ECLI:NL:TADRARN:2012:YA3419 Raad van Discipline Arnhem 12-66

ECLI: ECLI:NL:TADRARN:2012:YA3419
Datum uitspraak: 29-10-2012
Datum publicatie: 12-11-2012
Zaaknummer(s): 12-66
Onderwerp: Ontvankelijkheid van de klacht, subonderwerp: Klachten waarbij klager geen belang heeft
Beslissingen:
Inhoudsindicatie: Klager verwijt de advocaat van de wederpartij dat hij ter gelegenheid van het horen van zijn cliënt als getuige, door het stellen van een vraag aan zijn cliënt, actief heeft geparticipeerd in het door zijn cliënt afleggen van een verklaring die in strijd met de waarheid is.

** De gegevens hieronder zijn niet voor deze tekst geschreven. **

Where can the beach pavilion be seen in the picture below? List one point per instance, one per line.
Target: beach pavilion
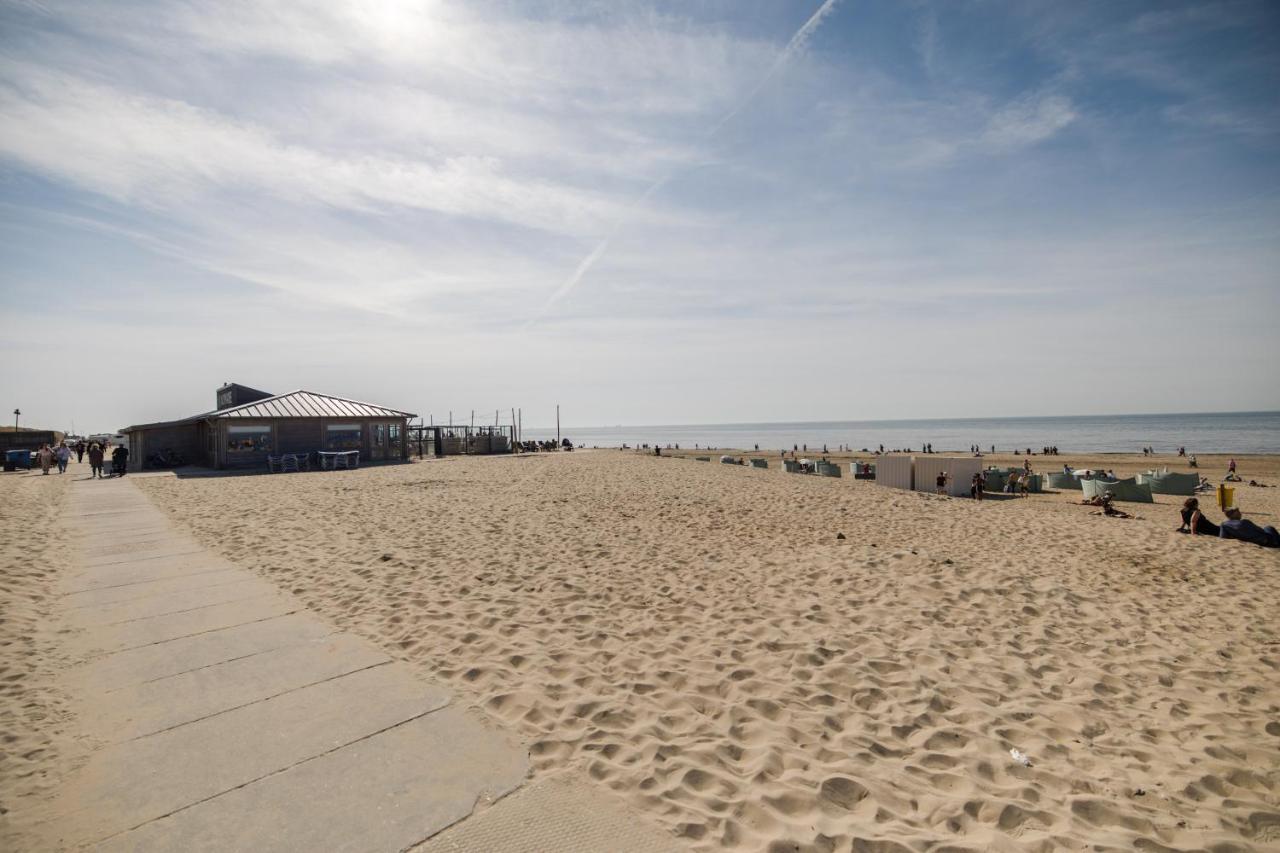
(248, 425)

Klager is niet-ontvankelijk in zijn klacht omdat hij daar geen eigen belang bij heeft.

Beslissing van 29 oktober 2012

in de zaak 12-66

naar aanleiding van de klacht van:

mr. [A]

klager

tegen:

advocaat te [X]

verweerder

1 VERLOOP VAN DE PROCEDURE

1.1 Bij brief aan de raad van 19 april 2012, door de raad ontvangen op 20 april 2012, heeft mr. A.C. Blankestijn, lid van de raad van toezicht  van de Orde van Advocaten in het arrondissement Almelo, de klacht ter kennis van de raad gebracht.

1.2 De klacht is behandeld ter zitting van de raad van 3 september 2012 in aanwezigheid van mr. S.H. Bokx-Boom, voorzitter, mrs. F.A.M. Knüppe, B.E. van der Molen, P.R.M. Noppen en C.J.M. de Vlieger, leden, bijgestaan door mr. A. Huber als griffier. Klager en verweerder zijn verschenen. Van de behandeling is proces-verbaal opgemaakt.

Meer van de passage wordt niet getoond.